Why do banks not entertain all Short Sale Offers?


A short sale offer is never accepted by the bank or lender easily. It may be rejected on various grounds, your financial hardships not withstanding. Short sale specialist says that banks may not entertain a short sale offer even if it yields full-price. This may sound surprising, but it is often the case.

The reason for this is that the full asking price for which the property has been listed may not be equal to the amount owed on the property. In fact bank views the listed price as the realtor’s price that he fixed with the hope of finding someone to put in contract followed by an approval from the bank.  Banks are skeptical about the listed price because the price may be lower than what’s owed on the property.
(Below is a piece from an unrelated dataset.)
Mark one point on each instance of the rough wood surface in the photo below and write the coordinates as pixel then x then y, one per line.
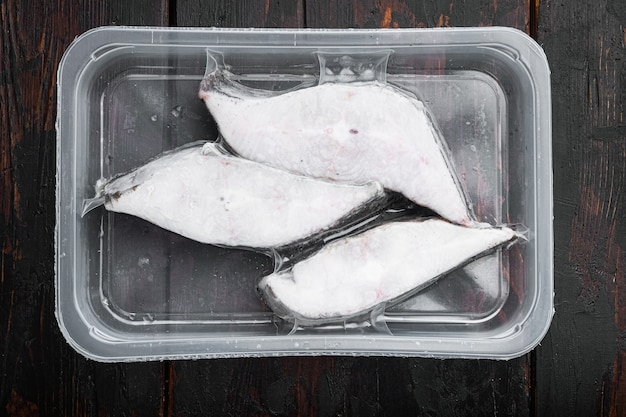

Ratifying the short sale process would mean undertaking a loss. Bank experts say that there have been cases where the house has been listed at a price that is less than about 40 to 50 percent of the actual price.

If the bank feels that a short sale offer is less than the fair market value of the property, it may choose to wait and see if it can get a higher price at the auction. Under such circumstances, short sale specialist believes buyers have only two options open: either to pay more or look for another property. 

Before buying a short sale property ask the realtor if it’s already approved for the short payoff. If the answer is no then ask whether the realtor plans to mitigate it themselves or would want to delegate the task to a loss mitigation firm. If the realtor takes it upon himself, then you need to give up chasing the property because realtors hardly get a short sale approved.